Wulgarność przedświąteczna

Przed świętami dramatycznie wzrasta liczba przekleństw w szkole. Klną zarówno uczniowie, jak i nauczyciele. Każdego dnia słyszę tyle razy „k…”, „ch…”, „pier…” itp., że mam wrażenie, jakby zbliżało się nie Boże Narodzenie, ale jakiś Szatański Kataklizm.

W zeszłym tygodniu podszedłem do uczniów, którzy raczyli się przekleństwami, i poprosiłem, aby przestali. Chłopcy przeprosili, usprawiedliwili się i obiecali poprawę. Oni przestali, ale zaczęli inni. Epidemia ogarnęła szkoła.

Co do uczniów, to na pewno mają powód – muszą się uczyć. W mojej szkole obowiązuje dziwny przepis, że w grudniu nie można zgłaszać nieprzygotowań. Każdy więc wzywany jest do odpowiedzi i, co normalne w okresie przedświątecznym, dostaje od św.
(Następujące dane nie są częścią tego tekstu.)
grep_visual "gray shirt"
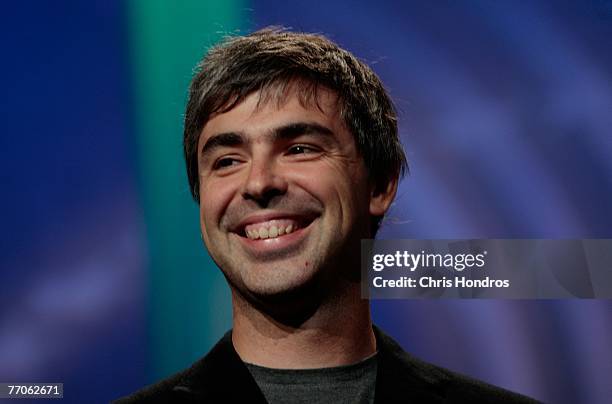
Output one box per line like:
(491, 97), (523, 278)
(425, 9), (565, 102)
(245, 354), (377, 404)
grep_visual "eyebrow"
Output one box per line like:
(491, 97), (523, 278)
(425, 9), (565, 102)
(200, 132), (245, 160)
(200, 122), (336, 160)
(274, 122), (335, 141)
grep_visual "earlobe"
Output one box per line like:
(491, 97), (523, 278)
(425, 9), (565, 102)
(369, 175), (399, 217)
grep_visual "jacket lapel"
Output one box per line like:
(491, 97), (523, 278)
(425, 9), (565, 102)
(373, 326), (446, 403)
(172, 331), (268, 403)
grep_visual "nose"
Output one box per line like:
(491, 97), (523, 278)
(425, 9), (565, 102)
(241, 157), (288, 207)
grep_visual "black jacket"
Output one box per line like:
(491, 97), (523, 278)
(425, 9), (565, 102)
(115, 327), (539, 403)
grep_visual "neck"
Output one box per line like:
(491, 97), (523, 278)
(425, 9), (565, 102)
(231, 283), (376, 369)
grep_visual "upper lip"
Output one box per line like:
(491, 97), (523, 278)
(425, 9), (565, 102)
(231, 211), (319, 236)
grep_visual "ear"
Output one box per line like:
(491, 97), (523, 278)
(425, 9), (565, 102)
(369, 174), (399, 217)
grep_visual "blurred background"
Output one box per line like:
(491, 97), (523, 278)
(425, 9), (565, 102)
(1, 1), (611, 403)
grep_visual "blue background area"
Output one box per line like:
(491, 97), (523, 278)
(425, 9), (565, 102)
(1, 1), (611, 403)
(0, 2), (146, 402)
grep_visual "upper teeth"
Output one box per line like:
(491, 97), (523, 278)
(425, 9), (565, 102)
(245, 220), (297, 240)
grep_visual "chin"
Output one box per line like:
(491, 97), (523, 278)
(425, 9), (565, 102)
(245, 272), (319, 299)
(245, 284), (327, 326)
(234, 266), (326, 306)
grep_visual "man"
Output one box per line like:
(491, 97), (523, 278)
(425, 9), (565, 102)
(117, 28), (537, 403)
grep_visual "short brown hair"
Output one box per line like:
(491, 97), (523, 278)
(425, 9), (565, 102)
(184, 28), (407, 230)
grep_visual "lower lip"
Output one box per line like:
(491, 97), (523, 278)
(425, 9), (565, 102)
(234, 221), (315, 258)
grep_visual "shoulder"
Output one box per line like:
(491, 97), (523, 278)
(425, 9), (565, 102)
(373, 326), (540, 403)
(112, 331), (234, 403)
(112, 370), (187, 403)
(112, 330), (267, 404)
Mikołaja rózgę, czyli jedynkę. Nie ma na to rady. Uczniowie się nie uczą, bo nie mają kiedy, a nauczyciele muszą mieć oceny przed końcem semestru, dlatego pytają każdego, kto się nawinie.

Nauczyciele klną z różnych powodów. Dzisiaj np. rzucamy mięsem, ponieważ musimy uczestniczyć w szkoleniowym posiedzeniu rady pedagogicznej. Zacznie się przed 16.00 i potrwa do późnego wieczora. Z tego powodu moja żona pójdzie na zakupy sama, co mnie tak zdenerwowało, że będę musiał sobie ulżyć mocnym słowem. Po co się szkolić, gdy idą święta?